Because it looks like their food storage is a box of MRE entrees, Jason heads down the street to a storage unit where he has more supplies stashed. But as part of the drill, he wants to simulate being in an volcanic ash cloud (a caption pops up telling us that experts project the ash from a Yellowstone eruption wouldn’t likely reach NYC). So he puts on his fireman’s air tank and facemask and goes walking around the city streets to resupply (I can only imagine the funny looks he got while doing this).

Strangely, this segment doesn’t have a follow-up with the guy after the experts’ appraisal.

Sorry if I don’t have much to say about this one; apartment prepping isn’t really my thing.

Doomsday Preppers: Tim Ralston

The first prepper featured on this series’ third episode is Tim Ralston of Phoenix, AZ.

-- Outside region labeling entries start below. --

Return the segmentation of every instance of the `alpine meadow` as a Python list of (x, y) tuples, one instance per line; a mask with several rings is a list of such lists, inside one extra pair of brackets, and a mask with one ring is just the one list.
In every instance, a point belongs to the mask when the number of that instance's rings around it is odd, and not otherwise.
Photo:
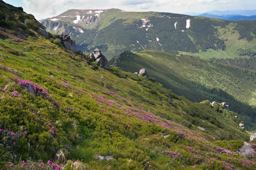
[(0, 169), (256, 169), (256, 21), (23, 10), (0, 0)]

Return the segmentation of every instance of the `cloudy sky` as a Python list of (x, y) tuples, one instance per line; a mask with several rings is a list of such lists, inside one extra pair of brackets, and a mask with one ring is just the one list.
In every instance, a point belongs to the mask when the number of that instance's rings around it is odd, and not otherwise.
[(212, 10), (256, 9), (255, 0), (3, 0), (38, 20), (57, 16), (70, 9), (165, 12), (180, 14)]

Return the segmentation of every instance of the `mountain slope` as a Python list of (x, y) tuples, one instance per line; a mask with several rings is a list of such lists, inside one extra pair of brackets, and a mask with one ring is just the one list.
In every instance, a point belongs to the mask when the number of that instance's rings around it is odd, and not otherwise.
[[(0, 4), (6, 16), (16, 9)], [(29, 34), (19, 38), (17, 29)], [(58, 36), (0, 29), (1, 169), (254, 167), (255, 158), (235, 152), (249, 136), (236, 113), (117, 67), (99, 68), (64, 49)]]
[(255, 72), (216, 64), (191, 56), (157, 51), (136, 53), (124, 51), (109, 61), (110, 64), (134, 73), (144, 68), (176, 94), (192, 101), (224, 101), (239, 113), (250, 129), (255, 129)]
[(196, 53), (206, 58), (210, 51), (212, 56), (234, 58), (240, 47), (237, 44), (244, 44), (245, 49), (253, 49), (256, 32), (251, 26), (256, 22), (110, 9), (70, 10), (41, 23), (50, 32), (70, 35), (79, 50), (91, 52), (97, 47), (110, 59), (124, 49)]

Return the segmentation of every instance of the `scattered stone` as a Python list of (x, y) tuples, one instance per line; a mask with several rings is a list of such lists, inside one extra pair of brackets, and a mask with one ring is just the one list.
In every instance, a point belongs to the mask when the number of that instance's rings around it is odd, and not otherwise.
[(198, 128), (202, 131), (204, 131), (204, 130), (205, 130), (205, 129), (204, 129), (204, 128), (200, 127), (200, 126), (198, 126)]
[[(99, 159), (100, 160), (105, 160), (107, 159), (107, 160), (109, 159), (114, 159), (114, 157), (112, 156), (107, 156), (106, 157), (103, 157), (103, 156), (98, 155), (97, 157), (97, 158)], [(97, 158), (97, 157), (95, 158)]]
[(147, 71), (145, 69), (141, 69), (139, 72), (139, 76), (145, 76), (146, 78), (147, 78), (147, 80), (148, 80), (149, 77), (148, 76), (148, 74), (147, 73)]
[(40, 27), (36, 32), (42, 36), (46, 38), (48, 38), (49, 36), (49, 33), (46, 31), (45, 27)]
[(252, 141), (255, 138), (256, 138), (256, 132), (252, 133), (250, 136), (250, 141)]
[(71, 40), (70, 36), (67, 34), (62, 35), (60, 36), (60, 39), (65, 47), (68, 49), (70, 49), (73, 53), (76, 54), (77, 49), (76, 45), (76, 41)]
[(34, 92), (34, 88), (31, 84), (29, 84), (26, 85), (22, 85), (21, 88), (22, 90), (26, 89), (27, 92), (32, 93), (33, 95), (35, 95), (35, 92)]
[(105, 157), (105, 158), (107, 160), (112, 159), (114, 159), (114, 157), (112, 157), (112, 156), (107, 156)]
[(107, 58), (102, 55), (101, 51), (98, 48), (93, 50), (93, 52), (90, 54), (91, 61), (96, 61), (98, 65), (105, 69), (110, 69), (108, 65)]
[(226, 103), (222, 102), (221, 104), (222, 104), (222, 108), (223, 108), (224, 109), (226, 109), (228, 111), (229, 110), (229, 106), (228, 105), (226, 105)]
[(100, 159), (100, 160), (104, 160), (105, 159), (105, 157), (103, 157), (103, 156), (100, 156), (99, 155), (98, 156), (98, 158)]
[(245, 125), (243, 123), (239, 123), (239, 126), (240, 126), (243, 129), (245, 129)]
[(240, 155), (247, 158), (254, 157), (254, 154), (256, 154), (256, 152), (252, 148), (252, 146), (245, 141), (238, 152)]

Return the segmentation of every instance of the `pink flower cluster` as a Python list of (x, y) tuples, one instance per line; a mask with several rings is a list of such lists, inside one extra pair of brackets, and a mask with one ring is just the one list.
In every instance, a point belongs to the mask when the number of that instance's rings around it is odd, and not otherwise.
[(173, 159), (175, 159), (177, 157), (178, 157), (180, 158), (183, 157), (183, 156), (181, 155), (177, 151), (173, 152), (169, 150), (166, 150), (165, 151), (163, 151), (163, 152), (165, 153), (166, 154), (171, 155), (173, 157)]
[(54, 107), (58, 107), (59, 106), (59, 104), (57, 104), (56, 101), (52, 98), (45, 90), (40, 86), (36, 86), (35, 83), (29, 81), (20, 79), (16, 77), (14, 79), (18, 85), (21, 86), (24, 89), (26, 89), (28, 90), (29, 88), (31, 88), (35, 95), (47, 98), (47, 100), (51, 102)]

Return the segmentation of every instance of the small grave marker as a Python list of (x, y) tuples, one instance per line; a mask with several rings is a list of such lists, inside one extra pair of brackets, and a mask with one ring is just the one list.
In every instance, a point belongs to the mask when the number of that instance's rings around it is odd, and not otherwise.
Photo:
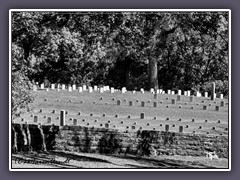
[(169, 131), (169, 125), (168, 125), (168, 124), (165, 125), (165, 131), (166, 131), (166, 132)]
[(157, 102), (153, 102), (153, 107), (157, 107)]
[(77, 126), (78, 125), (78, 122), (77, 122), (78, 120), (77, 119), (73, 119), (73, 125), (74, 126)]
[(172, 99), (172, 104), (176, 104), (176, 99)]
[(52, 123), (52, 118), (51, 118), (51, 117), (48, 117), (48, 118), (47, 118), (47, 123), (48, 123), (48, 124)]
[(60, 126), (65, 126), (66, 113), (67, 113), (67, 111), (65, 112), (64, 110), (61, 110), (61, 112), (60, 112)]

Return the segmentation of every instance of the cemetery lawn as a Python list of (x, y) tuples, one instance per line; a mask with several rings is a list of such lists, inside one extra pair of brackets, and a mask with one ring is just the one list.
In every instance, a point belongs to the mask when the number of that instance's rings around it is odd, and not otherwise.
[[(27, 163), (25, 160), (33, 160)], [(53, 161), (54, 159), (54, 161)], [(66, 160), (69, 162), (66, 162)], [(67, 160), (67, 161), (68, 161)], [(41, 162), (41, 163), (40, 163)], [(60, 162), (66, 162), (60, 164)], [(211, 169), (227, 168), (228, 160), (219, 158), (210, 160), (206, 157), (166, 156), (136, 157), (122, 155), (102, 155), (93, 153), (73, 153), (64, 151), (29, 152), (12, 154), (12, 168), (148, 168), (148, 169)]]
[[(141, 127), (146, 130), (155, 128), (155, 130), (164, 131), (165, 125), (169, 124), (170, 131), (173, 132), (178, 132), (181, 125), (185, 133), (195, 131), (197, 134), (228, 135), (227, 99), (217, 98), (212, 101), (210, 98), (194, 97), (194, 102), (189, 102), (188, 96), (181, 96), (181, 101), (171, 104), (171, 100), (176, 99), (177, 95), (158, 94), (158, 99), (154, 99), (150, 92), (122, 94), (118, 91), (111, 94), (109, 91), (79, 93), (77, 90), (73, 92), (38, 90), (34, 93), (36, 99), (31, 105), (33, 110), (15, 119), (16, 123), (27, 121), (29, 124), (39, 122), (47, 124), (47, 118), (51, 117), (51, 124), (59, 125), (60, 111), (66, 110), (66, 124), (69, 125), (73, 124), (73, 119), (78, 119), (79, 125), (88, 127), (100, 127), (101, 124), (104, 127), (105, 123), (110, 122), (110, 128), (126, 130), (135, 123), (136, 130)], [(121, 100), (121, 105), (117, 105), (117, 100)], [(133, 101), (133, 106), (129, 106), (129, 101)], [(145, 107), (141, 107), (142, 101), (145, 102)], [(216, 111), (215, 107), (220, 106), (220, 101), (224, 101), (225, 106), (220, 107), (220, 111)], [(153, 107), (153, 102), (157, 102), (158, 107)], [(203, 105), (207, 106), (207, 110), (203, 110)], [(140, 119), (140, 113), (145, 114), (144, 119)], [(35, 115), (38, 116), (37, 123), (33, 121)], [(118, 117), (116, 118), (115, 115)], [(185, 128), (186, 126), (188, 128)]]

He is worried that an electromagnetic pulse from a hostile nation’s nuclear weapon will destroy the electrical grid, which will put us, as he says, “back to the Stone Age!” Clearly, Tim is of the widespread assumption that Stone Age life was short, brutish, nasty, and otherwise unlivable. Dude needs to read him some Ishmael.

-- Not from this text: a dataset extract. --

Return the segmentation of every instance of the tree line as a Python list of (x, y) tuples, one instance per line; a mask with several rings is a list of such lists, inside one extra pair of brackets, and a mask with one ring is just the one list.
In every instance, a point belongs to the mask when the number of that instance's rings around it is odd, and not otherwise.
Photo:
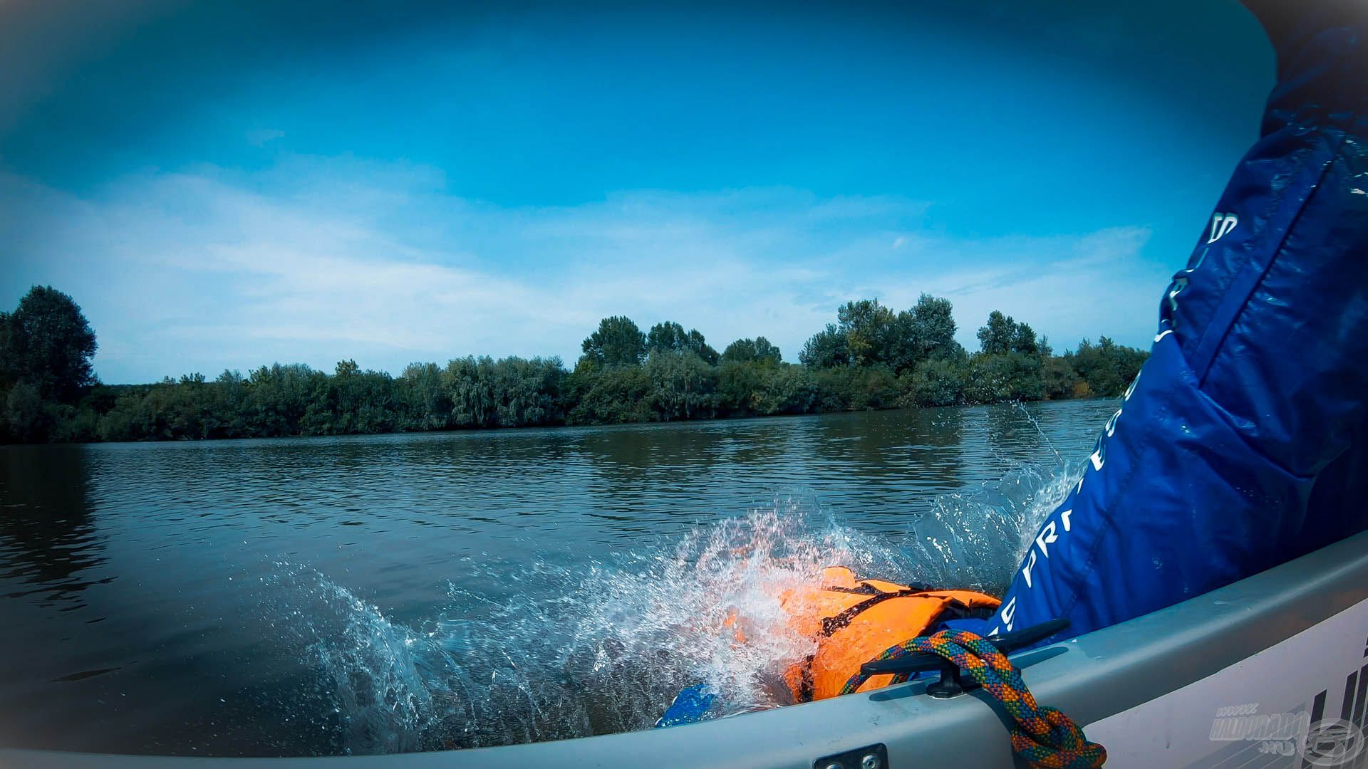
[(8, 442), (164, 441), (349, 435), (488, 427), (617, 424), (731, 416), (995, 404), (1119, 395), (1148, 353), (1107, 337), (1055, 354), (1001, 312), (955, 341), (949, 300), (922, 294), (895, 312), (841, 305), (799, 363), (765, 337), (717, 352), (696, 330), (642, 331), (605, 317), (568, 369), (558, 357), (460, 357), (397, 376), (345, 360), (186, 374), (153, 384), (103, 384), (94, 331), (73, 298), (34, 286), (0, 313), (0, 436)]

Like others on this series, Tim has something to gain from appearing on it. In this case, he’s some sort of survival gear inventor/entrepreneur, and this profile focuses on the “crovel” (crowbar+shovel?), which is basically the ‘Lobo’ of WWZ fame brought to life. It’s a glorified folding e-tool, with a pick and a hammer on one end.

Comes in both ‘Tactical’ and ‘Extreme!’ flavours.

I guess it’d be useful.

Even though his plan is supposedly based on fear of getting his electronics fried, Tim’s bugout plan is to throw the gear in a trailer…and head out of the city in a jeep. I’d really have liked to see his plan for an on-foot bugout, because it would probably throw into sharp relief how tenuous modern life in the southwest really is (read The Long Emergency for more on this). Sure, a trip to your secret survival base may take only 40 minutes on the unrestricted highway pre-disaster, but what about post-disaster? What if your car gets all EMP’d? Are you prepared to hike that distance? And then there’s the matte of water. Unless you’re Cody Lundin (a man with decades of minimalist, quasi-injun survival experience in this region), you’re probably going to have a hell of a time ‘roughing it’ out there.

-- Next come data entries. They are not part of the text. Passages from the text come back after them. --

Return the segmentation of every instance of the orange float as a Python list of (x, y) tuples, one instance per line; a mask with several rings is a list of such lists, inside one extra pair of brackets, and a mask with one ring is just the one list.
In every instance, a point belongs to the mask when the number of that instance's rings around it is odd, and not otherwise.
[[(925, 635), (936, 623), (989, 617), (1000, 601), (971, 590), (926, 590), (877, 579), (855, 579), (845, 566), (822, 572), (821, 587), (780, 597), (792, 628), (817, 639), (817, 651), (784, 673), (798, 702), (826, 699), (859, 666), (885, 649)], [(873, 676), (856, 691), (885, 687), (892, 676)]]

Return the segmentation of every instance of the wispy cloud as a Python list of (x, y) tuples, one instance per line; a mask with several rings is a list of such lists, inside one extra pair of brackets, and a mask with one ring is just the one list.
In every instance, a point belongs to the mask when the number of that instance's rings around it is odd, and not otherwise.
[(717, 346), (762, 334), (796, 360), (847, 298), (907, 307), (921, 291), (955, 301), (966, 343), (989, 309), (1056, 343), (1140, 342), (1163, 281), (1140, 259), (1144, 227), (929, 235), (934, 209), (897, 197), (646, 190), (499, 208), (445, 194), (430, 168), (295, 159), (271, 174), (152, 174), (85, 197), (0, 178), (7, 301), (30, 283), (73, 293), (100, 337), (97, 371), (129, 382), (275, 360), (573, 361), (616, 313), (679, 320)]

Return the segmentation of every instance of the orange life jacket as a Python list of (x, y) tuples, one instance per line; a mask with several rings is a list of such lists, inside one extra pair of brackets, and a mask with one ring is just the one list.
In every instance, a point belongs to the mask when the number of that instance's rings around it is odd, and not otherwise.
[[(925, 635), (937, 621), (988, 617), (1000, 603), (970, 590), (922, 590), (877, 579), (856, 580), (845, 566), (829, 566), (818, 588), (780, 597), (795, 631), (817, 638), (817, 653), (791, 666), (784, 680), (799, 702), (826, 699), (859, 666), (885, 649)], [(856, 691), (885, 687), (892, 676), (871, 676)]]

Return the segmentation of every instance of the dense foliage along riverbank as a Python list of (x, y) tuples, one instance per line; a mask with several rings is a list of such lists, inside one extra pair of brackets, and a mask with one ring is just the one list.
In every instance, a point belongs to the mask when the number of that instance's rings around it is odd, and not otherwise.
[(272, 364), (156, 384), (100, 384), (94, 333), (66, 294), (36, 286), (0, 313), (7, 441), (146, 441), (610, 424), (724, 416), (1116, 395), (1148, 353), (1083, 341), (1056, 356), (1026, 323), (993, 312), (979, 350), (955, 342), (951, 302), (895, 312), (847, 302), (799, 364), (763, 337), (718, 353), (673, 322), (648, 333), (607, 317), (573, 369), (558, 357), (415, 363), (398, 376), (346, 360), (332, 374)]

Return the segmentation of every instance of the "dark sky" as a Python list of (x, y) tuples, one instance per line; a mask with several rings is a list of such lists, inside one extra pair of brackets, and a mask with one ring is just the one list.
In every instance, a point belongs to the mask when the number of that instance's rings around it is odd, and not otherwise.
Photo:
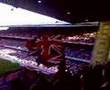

So, assuming one manages (somehow) to reach the elite compound, what are we going to be looking at? A semi-underground, earth-bermed, south-facing, low-profile earthship that blends into the landscape? Nope, just more shipping containers! We see Tim arrange to buy three big metal boxes (at $2,500 apiece) which he plans on burying in the desert, and in which he will live with sixteen other people. Well, good luck with that.

Since he doesn’t actually have this pillbox built yet, he takes his sons out to the site to do some plinking (I do like the idea of using different-colored balloons as good guy/bad guy targets). Nothing wrong with that…until ol’ Tim goes and blows his thumb off. Yup, you heard that right; headline reads, Man disregards Second Law of Gun Safety. “If you are not willing to see a bullet hole in it, do not allow a firearm’s muzzle to point at it. This includes things like the TV, the refrigerator, the dog, or anything else that would cause general upset if a hole appeared in it.” Clearly, ‘one’s thumb’ falls neatly into that category.

Luckily, the film crew had both a medic and a helicopter standing by to fly this guy off to the hospital where he gets it reattached, although it’s now missing a knuckle, and I don’t see it being very opposable.